Die Bibel ist die Hauptgrundlage des christlichen Glaubens. Sie erklärt die theologische und historische Basis des Christentums.

Nachdem die öffentlich diskutierten Argumente gegen die Homoehe bisher auf einer eher naturrechtlichen und gesellschaftsrechtlichen Basis stehen möchte ich dieses Thema hier einmal von der biblischen Perspektive aus betrachten.

Die Bibel erklärt uns im 1.Buch Mose welchen Plan Gott bei der Schaffung der Welt hatte und wie er diesen umgesetzt hat. Er schuf den Menschen als Mann und Frau, trug ihnen auf fruchtbar zu sein und sich zu vermehren und gab der Beziehung zwischen Mann und Frau eine besondere Bedeutung, die wir dann später als Ehe bezeichnet finden.
“Darum verlässt ein Mann seine Eltern und verbindet sich so eng mit seiner Frau, dass die beiden sind mit Leib und Seele.” heisst es im 2.Mose 24 in der “Hoffnung für Alle” Bibelübersetzung in einem modernen Deutsch.
Dann zieht sich die Ehe als Beziehung zwischen Mann und Frau durch die gesamte Bibel, sowohl im alten als auch im neuen Testament. Die Ehe und die Familie ist das von Gott gegebene Konzept für unser Leben. Es ist in sich logisch und entspricht dem Naturrecht.

In Bezug auf Homosexualität gibt es ebenfalls sowohl im Alten Testament, als auch im neuen Testament klare Aussagen:

3. Mose 18,22-28
Ein Mann darf nicht mit einem anderen Mann schlafen, denn das verabscheue ich.

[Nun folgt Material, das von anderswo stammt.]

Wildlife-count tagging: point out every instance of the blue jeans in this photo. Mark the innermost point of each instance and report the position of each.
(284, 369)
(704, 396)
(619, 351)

Kein Mann und keine Frau darf mit einem Tier verkehren. Wer es tut, macht sich unrein und lädt große Schande auf sich.Macht euch nicht unrein, indem ihr gegen diese Gebote verstoßt! Denn so haben sich die Völker Kanaans verunreinigt. Ich vertreibe sie und gebe euch das Land. Sie haben ihr Land unrein gemacht; doch ich lasse sie nicht ungestraft davonkommen, sondern sorge dafür, dass das Land seine Bewohner ausspuckt. Lebt nach meinen Weisungen und Geboten, tut nichts, was ich verabscheue! Das gilt für euch Israeliten und auch für alle Ausländer, die dann bei euch wohnen. Die Bewohner des Landes, die vor euch dort lebten, haben alle diese abscheulichen Dinge getan und so das Land unrein gemacht. Wenn auch ihr dies tut, wird das Land euch ausspucken – so wie die Völker, die vor euch dort wohnten.

Römer 1, 26-28
Weil die Menschen Gottes Wahrheit mit Füßen traten, gab Gott sie ihren abscheulichen Leidenschaften preis: Ihre Frauen haben die natürliche Sexualität aufgegeben und gehen gleichgeschlechtliche Beziehungen ein. Ebenso haben die Männer die natürliche Beziehung zur Frau mit einer unnatürlichen vertauscht: Männer begehren Männer und lassen ihrer Lust freien Lauf. So erfahren sie die gerechte Strafe für ihren Götzendienst am eigenen Leib. Gott war ihnen gleichgültig; sie gaben sich keine Mühe, ihn zu erkennen. Deshalb überlässt Gott sie einer inneren Haltung, die ihr ganzes Leben verdirbt

1. Korinther 6,9
Habt ihr vergessen, dass für Menschen, die Unrecht tun, in Gottes neuer Welt kein Platz sein wird? Täuscht euch nicht: Wer verbotene sexuelle Beziehungen eingeht, andere Götter anbetet, die Ehe bricht, wer sich von seinen Begierden treiben lässt und homosexuell verkehrt, wird nicht in Gottes neue Welt kommen

Alle Bibelstellen wurden aus der “Hoffnung für Alle” entnommen. Sie können diese Stellen leicht nachlesen und mit anderen Bibelübersetzungen vergleichen – kostenlos online unter www.bibleserver.com

Diese Ablehnung der Homosexualität als widernatürliches Verhalten zieht sich wie ein roter Faden durch die ganze Bibel, zum Beispiel bei der Zerstörung von Sodom und Gomorra, auch wenn es nicht immer explizit erwähnt wird, sondern oft allgemein als Unzucht bezeichnet wird.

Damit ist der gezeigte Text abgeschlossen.